Atakujący drapieżnik wyrządził tak poważne obrażenia młodemu zwierzęciu, że konieczne okazało się jego uśpienie. Wydarzenie miało miejsce w środku dnia, około 14. Zdzisław Marszałkiewicz, właściciel gospodarstwa, opowiada jak to on i jego małżonka poczuli, że coś jest nie tak, gdy krowy zaczęły wydawać głośne odgłosy. Marszałkiewicz szacuje swoje straty na 2 tysiące złotych i z niepokojem zastanawia się nad bezpieczeństwem swoich zwierząt oraz potencjalnym ryzykiem kolejnych ataków ze strony wilka, który często jest widywany w pobliżu.
Ten incydent to już jedenasty zaatakowany przez wilki przypadek w ciągu ostatnich trzech lat. Renata Bednarczyk, burmistrz miasta i gminy Młynary, zauważa, że od kilku lat aktywność wilków w ich gminie znacząco wzrosła. Pierwszy tak drastyczny przypadek miał miejsce w 2020 roku.

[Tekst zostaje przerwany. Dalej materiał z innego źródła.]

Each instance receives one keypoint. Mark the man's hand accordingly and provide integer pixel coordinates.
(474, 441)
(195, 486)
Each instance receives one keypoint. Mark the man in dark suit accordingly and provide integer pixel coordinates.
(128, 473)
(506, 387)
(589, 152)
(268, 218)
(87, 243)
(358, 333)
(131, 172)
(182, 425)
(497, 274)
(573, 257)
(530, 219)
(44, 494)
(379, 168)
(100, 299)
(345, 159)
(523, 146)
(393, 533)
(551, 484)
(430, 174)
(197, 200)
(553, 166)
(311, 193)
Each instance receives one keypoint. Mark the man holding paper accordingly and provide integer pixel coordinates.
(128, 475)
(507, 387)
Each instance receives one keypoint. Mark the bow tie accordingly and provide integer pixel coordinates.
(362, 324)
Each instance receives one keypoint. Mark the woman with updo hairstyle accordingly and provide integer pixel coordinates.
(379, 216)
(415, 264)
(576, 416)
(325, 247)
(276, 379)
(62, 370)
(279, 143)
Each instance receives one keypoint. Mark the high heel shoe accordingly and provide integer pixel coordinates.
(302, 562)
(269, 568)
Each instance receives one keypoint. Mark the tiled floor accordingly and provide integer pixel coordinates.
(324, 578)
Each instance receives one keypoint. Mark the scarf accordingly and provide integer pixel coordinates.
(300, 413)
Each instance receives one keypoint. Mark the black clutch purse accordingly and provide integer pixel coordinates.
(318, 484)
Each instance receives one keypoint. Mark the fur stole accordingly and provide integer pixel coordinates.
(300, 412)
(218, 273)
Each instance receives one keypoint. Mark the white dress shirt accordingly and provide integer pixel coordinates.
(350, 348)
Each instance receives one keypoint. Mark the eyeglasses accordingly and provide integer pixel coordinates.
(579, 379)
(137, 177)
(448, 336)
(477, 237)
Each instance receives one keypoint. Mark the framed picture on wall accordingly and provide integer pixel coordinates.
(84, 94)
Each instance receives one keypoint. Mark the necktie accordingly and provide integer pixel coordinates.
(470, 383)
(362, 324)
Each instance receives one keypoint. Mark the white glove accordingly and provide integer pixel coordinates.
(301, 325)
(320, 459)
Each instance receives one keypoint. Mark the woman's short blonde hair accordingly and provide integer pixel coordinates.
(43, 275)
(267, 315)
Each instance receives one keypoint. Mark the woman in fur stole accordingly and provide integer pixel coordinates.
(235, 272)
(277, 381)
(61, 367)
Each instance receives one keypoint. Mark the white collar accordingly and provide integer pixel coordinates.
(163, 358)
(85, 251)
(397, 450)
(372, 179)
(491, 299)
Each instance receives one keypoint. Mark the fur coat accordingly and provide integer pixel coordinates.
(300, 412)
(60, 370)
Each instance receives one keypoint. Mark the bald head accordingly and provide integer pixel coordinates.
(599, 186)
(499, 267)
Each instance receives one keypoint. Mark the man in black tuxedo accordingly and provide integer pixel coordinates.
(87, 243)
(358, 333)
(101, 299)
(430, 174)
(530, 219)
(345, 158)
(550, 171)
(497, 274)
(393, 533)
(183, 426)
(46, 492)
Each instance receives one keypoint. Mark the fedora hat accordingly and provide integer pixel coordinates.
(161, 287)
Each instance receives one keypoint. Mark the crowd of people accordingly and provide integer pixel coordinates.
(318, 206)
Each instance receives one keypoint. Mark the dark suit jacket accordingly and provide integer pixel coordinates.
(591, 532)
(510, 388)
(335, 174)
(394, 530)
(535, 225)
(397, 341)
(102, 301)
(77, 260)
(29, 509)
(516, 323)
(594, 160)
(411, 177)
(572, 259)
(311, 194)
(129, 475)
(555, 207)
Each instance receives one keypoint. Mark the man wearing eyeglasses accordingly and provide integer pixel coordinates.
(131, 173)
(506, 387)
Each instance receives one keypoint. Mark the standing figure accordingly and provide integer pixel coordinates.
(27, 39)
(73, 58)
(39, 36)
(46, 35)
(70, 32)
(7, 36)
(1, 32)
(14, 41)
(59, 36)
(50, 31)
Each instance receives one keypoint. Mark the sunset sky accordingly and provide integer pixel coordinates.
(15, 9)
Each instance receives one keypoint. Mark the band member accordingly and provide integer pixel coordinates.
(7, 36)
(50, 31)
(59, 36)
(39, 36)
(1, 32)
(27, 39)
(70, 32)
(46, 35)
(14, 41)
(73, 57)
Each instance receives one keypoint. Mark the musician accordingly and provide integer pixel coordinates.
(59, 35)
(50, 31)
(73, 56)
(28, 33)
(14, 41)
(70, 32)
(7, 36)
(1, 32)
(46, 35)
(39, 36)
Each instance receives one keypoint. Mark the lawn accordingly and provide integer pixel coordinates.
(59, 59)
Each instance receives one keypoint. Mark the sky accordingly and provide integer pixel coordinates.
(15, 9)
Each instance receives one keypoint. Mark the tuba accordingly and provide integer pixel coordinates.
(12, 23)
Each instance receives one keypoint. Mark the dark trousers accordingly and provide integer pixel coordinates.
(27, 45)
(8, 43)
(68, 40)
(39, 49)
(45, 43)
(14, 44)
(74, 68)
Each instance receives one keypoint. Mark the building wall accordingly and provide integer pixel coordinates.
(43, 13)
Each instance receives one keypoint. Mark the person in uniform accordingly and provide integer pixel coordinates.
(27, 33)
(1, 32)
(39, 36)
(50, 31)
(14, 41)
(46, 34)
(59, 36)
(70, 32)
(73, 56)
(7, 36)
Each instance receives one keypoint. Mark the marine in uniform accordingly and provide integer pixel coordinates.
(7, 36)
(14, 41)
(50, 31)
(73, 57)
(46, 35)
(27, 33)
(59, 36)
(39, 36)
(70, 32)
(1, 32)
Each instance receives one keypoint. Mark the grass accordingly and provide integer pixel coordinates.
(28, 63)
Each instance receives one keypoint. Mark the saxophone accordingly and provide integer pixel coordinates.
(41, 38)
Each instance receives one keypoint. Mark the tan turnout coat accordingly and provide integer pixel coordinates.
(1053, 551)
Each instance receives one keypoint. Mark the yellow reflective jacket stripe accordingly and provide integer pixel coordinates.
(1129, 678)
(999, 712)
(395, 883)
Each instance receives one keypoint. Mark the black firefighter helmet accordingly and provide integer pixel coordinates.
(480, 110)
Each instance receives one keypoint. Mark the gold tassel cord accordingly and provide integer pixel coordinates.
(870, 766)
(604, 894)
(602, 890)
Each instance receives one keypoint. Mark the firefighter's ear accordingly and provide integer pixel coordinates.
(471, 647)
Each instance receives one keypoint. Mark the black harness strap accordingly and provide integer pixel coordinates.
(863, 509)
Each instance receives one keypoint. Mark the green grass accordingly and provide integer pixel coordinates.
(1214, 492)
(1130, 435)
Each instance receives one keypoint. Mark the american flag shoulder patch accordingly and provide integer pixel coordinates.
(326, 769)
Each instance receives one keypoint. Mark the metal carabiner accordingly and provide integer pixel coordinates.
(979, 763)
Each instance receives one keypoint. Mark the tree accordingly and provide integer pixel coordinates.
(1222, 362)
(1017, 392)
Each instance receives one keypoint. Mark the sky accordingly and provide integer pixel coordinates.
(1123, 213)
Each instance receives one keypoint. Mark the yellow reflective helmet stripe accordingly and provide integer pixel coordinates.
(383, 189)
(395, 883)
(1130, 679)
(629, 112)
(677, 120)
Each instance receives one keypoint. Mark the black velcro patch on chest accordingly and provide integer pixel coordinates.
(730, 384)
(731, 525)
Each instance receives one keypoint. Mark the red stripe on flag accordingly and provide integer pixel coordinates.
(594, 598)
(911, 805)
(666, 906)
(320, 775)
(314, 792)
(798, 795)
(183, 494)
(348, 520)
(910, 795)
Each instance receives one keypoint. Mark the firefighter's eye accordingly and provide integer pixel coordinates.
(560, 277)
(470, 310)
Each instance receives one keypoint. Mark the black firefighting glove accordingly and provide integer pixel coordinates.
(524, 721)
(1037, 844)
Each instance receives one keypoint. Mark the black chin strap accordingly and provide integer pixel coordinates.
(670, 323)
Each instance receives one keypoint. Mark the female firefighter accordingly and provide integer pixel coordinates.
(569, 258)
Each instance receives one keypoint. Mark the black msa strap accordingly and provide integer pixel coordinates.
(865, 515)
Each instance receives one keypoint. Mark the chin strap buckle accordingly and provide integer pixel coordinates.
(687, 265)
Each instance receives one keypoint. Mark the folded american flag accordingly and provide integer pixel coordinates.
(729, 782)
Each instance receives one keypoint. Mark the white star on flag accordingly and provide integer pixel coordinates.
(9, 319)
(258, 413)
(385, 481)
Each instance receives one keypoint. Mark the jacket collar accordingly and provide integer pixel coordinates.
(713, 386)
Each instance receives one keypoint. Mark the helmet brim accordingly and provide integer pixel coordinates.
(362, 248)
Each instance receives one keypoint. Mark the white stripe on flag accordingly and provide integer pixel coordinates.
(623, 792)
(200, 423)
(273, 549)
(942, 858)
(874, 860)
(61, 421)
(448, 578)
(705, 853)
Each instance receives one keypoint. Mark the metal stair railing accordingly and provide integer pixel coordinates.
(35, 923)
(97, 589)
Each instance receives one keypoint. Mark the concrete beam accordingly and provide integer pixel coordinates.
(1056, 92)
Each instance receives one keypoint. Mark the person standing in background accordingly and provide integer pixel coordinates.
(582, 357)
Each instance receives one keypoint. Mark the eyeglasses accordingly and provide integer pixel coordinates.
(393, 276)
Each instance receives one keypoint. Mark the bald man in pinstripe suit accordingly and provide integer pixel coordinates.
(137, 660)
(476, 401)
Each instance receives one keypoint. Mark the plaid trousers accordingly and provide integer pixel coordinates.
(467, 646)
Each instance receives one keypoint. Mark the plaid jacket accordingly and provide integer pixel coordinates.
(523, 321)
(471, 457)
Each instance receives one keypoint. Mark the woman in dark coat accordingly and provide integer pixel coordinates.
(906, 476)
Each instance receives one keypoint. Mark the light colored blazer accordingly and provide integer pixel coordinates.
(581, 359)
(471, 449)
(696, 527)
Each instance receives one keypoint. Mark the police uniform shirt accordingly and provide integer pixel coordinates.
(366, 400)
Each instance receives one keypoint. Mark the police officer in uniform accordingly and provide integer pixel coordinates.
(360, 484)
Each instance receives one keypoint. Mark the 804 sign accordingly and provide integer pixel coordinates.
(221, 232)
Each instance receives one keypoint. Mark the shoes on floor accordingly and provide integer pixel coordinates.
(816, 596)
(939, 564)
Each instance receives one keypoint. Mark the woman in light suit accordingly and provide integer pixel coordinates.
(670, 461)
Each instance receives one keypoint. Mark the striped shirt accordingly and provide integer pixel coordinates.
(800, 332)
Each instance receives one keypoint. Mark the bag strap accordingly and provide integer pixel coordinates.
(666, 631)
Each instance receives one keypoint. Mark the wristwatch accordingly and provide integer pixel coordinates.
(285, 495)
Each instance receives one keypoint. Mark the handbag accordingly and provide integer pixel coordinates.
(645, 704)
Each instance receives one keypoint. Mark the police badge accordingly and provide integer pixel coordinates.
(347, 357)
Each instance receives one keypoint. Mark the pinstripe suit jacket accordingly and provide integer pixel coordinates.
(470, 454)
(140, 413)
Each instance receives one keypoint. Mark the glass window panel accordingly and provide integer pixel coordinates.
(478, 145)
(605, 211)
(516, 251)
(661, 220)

Aleksandra Krzysztoń-Rzodkiewicz, zastępca dyrektora Regionalnej Dyrekcji Ochrony Środowiska w Olsztynie, potwierdza, że wilki w województwie warmińsko-mazurskim coraz częściej pojawiają się w pobliżu gospodarstw domowych i atakują zwierzęta. Zaznacza jednak, że Skarb Państwa ma procedury dla takich sytuacji, obejmujące odszkodowania za szkody wyrządzone przez kilka gatunków zwierząt, w tym wilka. Zgłoszenie takiej szkody powinno nastąpić nie później niż w ciągu dwóch dni roboczych do Regionalnej Dyrekcji Ochrony Środowiska. Po zgłoszeniu, pracownik instytucji ma siedem dni na ocenę sytuacji i oszacowanie szkody.